Fall enrollment at AACC is down by approximately 6%
October 7, 2020
Student enrollment is down at AACC by approximately 6% this semester compared with fall 2019.
AACC isn’t the only community college losing students during the pandemic. The National Clearinghouse Research Center reported last week that undergraduate enrollments are down by 8% at community colleges across the country.
“So AACC is actually fairing a little better,” said Dan Baum, AACC’s executive director of strategic communications.
For the entire school year, including summer classes, enrollment here is down approximately 1 percent.
Baum said it’s not clear why some potential students are choosing not to enroll.
“I just think there’s so much happening in the world right now,” Baum said. “The pandemic, people might have children home, families are at home, people are struggling with work. I think it could be a convergence of many different things.”
For Eli Gibbs, who decided to take a year off after finishing the spring semester, it was online classes.
“I don’t really think I was mentally prepared for the sudden switch online,” Gibbs said. “That just kind of threw me off guard.“
When the college closed in March because of the pandemic, all face-to-face classes converted to online for the final seven weeks of the semester.

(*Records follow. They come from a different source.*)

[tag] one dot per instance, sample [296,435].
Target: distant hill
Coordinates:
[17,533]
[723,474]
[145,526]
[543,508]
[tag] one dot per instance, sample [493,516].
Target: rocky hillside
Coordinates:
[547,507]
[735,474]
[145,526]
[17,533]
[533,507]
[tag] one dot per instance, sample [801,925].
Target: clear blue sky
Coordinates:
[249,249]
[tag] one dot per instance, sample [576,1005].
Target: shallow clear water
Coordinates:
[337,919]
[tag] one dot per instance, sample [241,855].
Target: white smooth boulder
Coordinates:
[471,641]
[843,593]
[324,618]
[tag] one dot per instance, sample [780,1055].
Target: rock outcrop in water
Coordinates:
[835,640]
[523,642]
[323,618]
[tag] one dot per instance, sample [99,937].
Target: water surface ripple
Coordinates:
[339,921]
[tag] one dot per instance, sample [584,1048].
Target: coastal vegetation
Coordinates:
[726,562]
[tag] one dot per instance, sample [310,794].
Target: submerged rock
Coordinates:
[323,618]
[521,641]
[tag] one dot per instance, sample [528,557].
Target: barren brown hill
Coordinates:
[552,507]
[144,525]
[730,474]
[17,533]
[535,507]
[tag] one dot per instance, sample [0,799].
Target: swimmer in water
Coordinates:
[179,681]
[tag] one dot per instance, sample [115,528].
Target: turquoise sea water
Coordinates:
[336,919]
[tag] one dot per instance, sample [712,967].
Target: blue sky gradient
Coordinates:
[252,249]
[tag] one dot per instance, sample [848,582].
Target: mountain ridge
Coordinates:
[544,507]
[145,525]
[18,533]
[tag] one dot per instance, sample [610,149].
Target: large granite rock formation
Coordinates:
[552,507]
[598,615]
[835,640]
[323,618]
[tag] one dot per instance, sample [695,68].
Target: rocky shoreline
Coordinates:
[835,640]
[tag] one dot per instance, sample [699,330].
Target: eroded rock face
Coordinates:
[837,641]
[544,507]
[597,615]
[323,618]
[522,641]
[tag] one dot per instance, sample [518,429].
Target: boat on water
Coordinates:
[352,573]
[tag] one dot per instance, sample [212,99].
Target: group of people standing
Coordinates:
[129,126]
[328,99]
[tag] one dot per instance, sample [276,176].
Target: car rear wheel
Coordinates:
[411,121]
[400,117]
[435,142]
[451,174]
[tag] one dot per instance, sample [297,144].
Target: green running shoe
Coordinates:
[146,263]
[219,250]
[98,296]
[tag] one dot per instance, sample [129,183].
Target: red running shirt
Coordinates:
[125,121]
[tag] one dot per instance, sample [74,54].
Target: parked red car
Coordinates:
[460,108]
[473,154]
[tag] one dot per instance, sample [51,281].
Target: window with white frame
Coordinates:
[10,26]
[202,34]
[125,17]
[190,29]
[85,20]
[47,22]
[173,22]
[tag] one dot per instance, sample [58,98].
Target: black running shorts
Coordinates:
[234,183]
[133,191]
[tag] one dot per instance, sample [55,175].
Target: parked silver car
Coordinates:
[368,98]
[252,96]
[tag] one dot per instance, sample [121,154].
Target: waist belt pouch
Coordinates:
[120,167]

Gibbs said he might return to school next fall. In the meantime, he is working and trying to save money.
“I had the misfortune of running into [the sudden change to online] head–first without a plan in mind and I think I should have prepared for it just a little bit better,” Gibbs said.
Baum said the decline in enrollment is happening across genders and races.
Still, he said, more high school students are taking AACC classes in a dual-enrollment program. “So that looks promising,” Baum said.
Also, some AACC students are taking online classes both here and at four-year schools.
First-year communications student Alex Walsh, for example, is taking 21 credits this semester, some here and some at University of Maryland Global Campus.
She said she is able to do that because all of her classes are online. If she had to take on-campus courses, she said, “It takes a lot of time out of your day, just in travel.”
According to Baum, spring enrollment could hold steady because students who started college in the fall will come back in January. The college typically expects fewer new students to enroll in the spring, Baum said.
“It much smaller numbers of new students than we see in the fall,” Baum said. “I am optimistic that current students will want to continue their education with us into the spring and beyond.”